Further, cities are cheaper to maintain than villages and certainly than single houses although this is not always acknowledged as house prices in cities are often higher because many people want to live close to their work and friends. Indeed, maintenance of streets, electricity and sewerage are cheaper as the distance between houses is smaller; in general, the largest distance in cities is the widest road. Even when there is a large park, this will be surrounded with buildings that are connected and not as in the countryside where greenery means houses are further from each other. My prediction: living outside towns will start to reflect the real cost and this will discourage people to live outside cities and towns, certainly when living in cities will be seen as part of the solution against congestion, of course on condition that public transport is good within these cities or people will use their own cars. And if sufficient numbers of people live in cities and towns, then shops no longer depend on people living in villages to spend money in cities and towns and thus will mind less that people from outside find it harder to enter cities and towns by car.

But, if cities become big, I think renewables will be the way forward or these cities become unliveable. Indeed, most of these cities, even those in China where their growth is largely controlled, face the same problems: dirty and poisonous air, dirty rivers with undrinkable water in addition to traffic problems. And thus, electric cars produce less (no) pollution, certainly if the electricity is produced via sun and wind energy, something that is possible when all roofs of buildings have solar panels while smaller windmills (that can function with less wind) can be placed on top of buildings so most electricity doesn't need to be transported over long distance and thus less loss of energy while our view is not spoiled by too many large windmills (some may still be needed).
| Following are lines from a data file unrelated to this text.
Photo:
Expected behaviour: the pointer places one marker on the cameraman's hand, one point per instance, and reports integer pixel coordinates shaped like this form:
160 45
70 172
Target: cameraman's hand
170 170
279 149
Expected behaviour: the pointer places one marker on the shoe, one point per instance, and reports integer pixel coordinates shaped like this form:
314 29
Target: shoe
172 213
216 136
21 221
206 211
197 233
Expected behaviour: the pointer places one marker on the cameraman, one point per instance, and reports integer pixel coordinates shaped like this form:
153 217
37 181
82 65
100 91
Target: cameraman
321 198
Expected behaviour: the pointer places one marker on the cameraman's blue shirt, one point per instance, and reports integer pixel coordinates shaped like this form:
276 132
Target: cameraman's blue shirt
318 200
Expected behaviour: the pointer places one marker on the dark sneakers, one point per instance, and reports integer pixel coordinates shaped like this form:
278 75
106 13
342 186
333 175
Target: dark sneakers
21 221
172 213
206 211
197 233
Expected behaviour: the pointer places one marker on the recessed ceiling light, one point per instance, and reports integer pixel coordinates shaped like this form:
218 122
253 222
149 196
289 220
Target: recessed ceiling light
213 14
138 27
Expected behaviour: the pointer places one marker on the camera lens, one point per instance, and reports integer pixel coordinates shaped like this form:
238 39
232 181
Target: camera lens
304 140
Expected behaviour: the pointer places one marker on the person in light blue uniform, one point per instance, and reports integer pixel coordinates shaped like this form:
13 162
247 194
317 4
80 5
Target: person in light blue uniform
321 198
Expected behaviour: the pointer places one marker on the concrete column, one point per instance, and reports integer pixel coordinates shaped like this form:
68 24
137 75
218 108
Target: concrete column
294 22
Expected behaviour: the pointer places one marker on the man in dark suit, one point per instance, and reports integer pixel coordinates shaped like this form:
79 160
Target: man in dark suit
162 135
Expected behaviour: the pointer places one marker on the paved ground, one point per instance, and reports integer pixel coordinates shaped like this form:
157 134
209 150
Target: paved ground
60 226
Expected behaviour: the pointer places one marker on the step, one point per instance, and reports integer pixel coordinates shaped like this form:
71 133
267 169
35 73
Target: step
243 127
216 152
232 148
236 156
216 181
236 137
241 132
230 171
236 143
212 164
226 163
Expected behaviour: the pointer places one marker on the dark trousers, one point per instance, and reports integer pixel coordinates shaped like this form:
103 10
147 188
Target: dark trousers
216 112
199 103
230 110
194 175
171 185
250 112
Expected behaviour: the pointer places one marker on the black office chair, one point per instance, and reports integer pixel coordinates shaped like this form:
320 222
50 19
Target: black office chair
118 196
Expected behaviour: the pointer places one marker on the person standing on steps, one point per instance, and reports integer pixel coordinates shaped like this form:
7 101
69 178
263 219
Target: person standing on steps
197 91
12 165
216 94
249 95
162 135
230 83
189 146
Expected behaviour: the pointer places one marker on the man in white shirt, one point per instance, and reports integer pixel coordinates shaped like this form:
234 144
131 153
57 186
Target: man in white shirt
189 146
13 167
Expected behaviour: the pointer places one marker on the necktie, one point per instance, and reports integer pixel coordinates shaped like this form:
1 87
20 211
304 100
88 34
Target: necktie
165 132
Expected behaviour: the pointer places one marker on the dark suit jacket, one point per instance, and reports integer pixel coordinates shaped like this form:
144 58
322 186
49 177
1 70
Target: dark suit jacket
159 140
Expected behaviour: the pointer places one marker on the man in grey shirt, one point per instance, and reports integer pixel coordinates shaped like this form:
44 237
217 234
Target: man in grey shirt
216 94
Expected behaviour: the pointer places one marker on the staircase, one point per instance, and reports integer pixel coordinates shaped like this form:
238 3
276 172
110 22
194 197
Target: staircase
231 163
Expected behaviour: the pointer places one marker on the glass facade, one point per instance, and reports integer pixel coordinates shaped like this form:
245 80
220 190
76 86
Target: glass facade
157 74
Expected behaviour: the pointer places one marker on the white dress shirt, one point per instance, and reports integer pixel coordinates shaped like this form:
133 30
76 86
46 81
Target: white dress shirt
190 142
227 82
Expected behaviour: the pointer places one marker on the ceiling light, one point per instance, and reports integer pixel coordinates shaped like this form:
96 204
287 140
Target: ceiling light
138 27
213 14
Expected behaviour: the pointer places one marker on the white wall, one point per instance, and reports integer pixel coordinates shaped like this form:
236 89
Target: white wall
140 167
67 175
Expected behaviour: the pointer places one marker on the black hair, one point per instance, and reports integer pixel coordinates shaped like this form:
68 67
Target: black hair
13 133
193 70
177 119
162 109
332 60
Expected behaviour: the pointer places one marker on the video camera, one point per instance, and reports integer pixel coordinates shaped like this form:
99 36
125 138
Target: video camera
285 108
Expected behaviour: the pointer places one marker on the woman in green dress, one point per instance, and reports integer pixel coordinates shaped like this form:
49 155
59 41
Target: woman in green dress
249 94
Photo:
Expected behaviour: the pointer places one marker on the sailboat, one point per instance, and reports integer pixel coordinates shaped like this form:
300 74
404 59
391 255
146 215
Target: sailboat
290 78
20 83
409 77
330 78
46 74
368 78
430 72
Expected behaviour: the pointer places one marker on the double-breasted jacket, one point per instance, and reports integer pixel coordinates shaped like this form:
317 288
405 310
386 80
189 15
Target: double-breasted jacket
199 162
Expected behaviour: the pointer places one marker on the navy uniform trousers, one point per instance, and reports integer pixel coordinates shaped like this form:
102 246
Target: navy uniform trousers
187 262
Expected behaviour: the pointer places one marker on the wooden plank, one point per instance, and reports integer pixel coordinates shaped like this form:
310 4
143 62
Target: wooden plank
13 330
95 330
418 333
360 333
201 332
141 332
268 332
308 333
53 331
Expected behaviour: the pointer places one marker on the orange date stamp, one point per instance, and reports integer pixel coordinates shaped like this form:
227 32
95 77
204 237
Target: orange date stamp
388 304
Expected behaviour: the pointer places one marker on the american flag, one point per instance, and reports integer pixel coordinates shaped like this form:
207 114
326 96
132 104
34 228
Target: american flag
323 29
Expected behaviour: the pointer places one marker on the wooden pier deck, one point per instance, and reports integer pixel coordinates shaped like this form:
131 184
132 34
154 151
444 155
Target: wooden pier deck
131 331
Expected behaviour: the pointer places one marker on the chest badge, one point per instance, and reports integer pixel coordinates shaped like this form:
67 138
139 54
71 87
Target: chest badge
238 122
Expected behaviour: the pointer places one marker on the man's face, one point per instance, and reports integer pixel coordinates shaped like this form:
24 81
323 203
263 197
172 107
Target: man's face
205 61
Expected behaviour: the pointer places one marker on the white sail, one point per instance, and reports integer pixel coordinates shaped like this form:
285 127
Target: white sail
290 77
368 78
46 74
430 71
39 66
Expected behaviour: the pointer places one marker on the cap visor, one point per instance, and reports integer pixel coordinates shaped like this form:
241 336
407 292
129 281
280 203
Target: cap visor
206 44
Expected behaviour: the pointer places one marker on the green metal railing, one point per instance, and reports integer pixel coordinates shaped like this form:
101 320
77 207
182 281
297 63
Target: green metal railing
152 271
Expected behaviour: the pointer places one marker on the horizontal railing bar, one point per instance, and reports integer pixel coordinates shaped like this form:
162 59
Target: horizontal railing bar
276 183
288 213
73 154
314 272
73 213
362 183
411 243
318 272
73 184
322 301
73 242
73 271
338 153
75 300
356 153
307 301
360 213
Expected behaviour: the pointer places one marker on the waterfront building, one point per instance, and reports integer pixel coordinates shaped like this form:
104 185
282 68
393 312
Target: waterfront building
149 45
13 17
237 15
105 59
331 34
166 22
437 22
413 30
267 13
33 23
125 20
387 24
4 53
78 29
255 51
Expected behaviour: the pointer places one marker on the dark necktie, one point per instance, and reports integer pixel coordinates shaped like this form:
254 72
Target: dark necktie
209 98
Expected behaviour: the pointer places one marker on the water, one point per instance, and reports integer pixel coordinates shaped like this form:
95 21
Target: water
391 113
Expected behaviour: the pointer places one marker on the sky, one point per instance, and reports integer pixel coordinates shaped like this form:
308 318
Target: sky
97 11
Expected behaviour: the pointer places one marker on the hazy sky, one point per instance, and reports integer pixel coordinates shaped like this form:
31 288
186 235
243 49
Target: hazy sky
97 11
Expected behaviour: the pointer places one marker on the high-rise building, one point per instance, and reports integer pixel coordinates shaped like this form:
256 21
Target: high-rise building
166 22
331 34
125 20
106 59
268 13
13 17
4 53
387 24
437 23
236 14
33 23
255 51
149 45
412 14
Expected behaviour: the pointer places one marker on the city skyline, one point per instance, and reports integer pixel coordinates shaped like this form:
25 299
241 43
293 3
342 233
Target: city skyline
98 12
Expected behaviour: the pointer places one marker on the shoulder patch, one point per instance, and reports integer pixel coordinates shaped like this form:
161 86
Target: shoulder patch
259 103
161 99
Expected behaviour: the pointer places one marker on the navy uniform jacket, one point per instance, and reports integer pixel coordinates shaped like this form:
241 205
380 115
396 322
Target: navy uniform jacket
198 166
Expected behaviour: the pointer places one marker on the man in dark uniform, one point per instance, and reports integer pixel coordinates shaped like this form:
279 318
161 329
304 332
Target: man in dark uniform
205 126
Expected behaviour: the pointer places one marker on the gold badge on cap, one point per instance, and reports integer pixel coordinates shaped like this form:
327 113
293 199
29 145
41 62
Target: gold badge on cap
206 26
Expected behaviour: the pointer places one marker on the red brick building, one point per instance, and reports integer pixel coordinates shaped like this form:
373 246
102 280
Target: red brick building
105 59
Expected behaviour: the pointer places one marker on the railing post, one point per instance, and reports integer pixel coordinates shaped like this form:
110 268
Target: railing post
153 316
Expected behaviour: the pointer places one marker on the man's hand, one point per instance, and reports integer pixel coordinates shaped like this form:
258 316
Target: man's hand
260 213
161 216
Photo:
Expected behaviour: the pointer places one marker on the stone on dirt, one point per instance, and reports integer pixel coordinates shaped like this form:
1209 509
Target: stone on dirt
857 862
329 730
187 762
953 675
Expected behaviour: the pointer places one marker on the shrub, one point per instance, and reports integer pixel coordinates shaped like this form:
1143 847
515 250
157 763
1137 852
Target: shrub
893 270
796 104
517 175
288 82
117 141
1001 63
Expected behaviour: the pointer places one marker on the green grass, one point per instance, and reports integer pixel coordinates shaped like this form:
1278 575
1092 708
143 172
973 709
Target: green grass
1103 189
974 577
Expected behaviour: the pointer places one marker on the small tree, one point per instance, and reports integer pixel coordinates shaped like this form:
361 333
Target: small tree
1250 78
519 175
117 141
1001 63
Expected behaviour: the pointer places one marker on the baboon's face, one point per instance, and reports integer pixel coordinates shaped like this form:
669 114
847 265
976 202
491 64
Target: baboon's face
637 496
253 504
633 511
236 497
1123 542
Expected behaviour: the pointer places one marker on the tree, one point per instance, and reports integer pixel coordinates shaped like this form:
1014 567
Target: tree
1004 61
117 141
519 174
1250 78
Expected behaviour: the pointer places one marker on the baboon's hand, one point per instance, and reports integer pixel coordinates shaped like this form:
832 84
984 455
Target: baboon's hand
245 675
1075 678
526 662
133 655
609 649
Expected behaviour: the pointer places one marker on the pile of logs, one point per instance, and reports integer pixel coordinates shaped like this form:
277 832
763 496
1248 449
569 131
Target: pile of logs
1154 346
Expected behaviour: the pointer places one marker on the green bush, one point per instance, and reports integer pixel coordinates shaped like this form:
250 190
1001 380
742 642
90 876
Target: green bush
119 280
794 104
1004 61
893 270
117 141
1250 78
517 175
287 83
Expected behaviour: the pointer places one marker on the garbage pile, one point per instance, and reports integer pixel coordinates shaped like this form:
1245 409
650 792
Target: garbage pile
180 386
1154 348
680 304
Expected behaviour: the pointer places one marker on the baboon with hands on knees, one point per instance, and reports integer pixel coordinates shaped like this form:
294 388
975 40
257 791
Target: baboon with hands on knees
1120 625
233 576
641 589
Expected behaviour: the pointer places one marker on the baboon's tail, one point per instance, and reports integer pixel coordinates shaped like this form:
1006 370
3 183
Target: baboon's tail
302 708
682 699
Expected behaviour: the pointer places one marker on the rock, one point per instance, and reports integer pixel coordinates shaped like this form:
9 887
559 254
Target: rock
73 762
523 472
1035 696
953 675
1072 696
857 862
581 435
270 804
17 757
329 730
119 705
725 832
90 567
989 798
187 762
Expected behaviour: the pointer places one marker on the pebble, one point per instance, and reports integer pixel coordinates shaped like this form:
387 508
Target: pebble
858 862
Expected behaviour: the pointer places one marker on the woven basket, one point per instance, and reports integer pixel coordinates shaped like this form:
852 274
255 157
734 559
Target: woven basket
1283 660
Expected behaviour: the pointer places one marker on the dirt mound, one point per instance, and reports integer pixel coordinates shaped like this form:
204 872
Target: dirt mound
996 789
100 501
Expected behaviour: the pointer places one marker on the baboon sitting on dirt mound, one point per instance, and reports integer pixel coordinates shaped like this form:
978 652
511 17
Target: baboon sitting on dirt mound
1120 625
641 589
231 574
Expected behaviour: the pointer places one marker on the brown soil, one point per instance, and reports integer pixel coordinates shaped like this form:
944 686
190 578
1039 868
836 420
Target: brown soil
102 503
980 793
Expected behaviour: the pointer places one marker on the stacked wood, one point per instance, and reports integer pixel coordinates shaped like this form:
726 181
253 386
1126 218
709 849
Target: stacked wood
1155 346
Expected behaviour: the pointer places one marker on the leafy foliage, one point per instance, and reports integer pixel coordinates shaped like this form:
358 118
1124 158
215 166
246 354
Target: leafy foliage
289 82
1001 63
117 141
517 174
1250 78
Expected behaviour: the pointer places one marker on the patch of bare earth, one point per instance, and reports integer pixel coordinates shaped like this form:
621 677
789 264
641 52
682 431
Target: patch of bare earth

And of course, we should introduce this gradually so that, by the time the nuclear and other electricity producers are too old and need to be closed, sufficient renewables are available so only a fraction of large energy producers need to be replaced. China realises this, partly because they experience the problems of overcrowded cities (such as bad air and dead rivers) and therefore buys producers of renewables so China can later sell these equipment to the countries that mainly invented these energy producers. Also installations will be needed to clean the sewages of cities before the water can pollute rivers, lakes and seas or the water can be reused such as to clean.

Finally, European cities may become smaller? Maybe. But if cities become too big, some people will move to other places and yes, migration towards Europe exploded the past few years. Further, the mayor of Copenhagen is correct when he says that often local initiatives are quicker than what higher governments can do. Still, higher governments can encourage cities and towns to act and reward (sometimes even by giving only a special honour) so there is competition to be the cleanest. Later, other cities can learn from the initiatives and include the best measures on their own place, sometimes as a result of changes at the higher levels that forces cities that lag behind to move forward.

In conclusion, the future is, as was in the past, for cities where people live close to work and can socialise. But, conditions are that cities have good access to food and drinks, have good public transport that reaches most parts of the city while cars, houses and industry pollute little because renewables are mainly responsible for the production of energy. Cities and towns should also be safe with sufficient areas such as parks where people can relax and do sport while children can play without parents who need to worry about the safety of their children.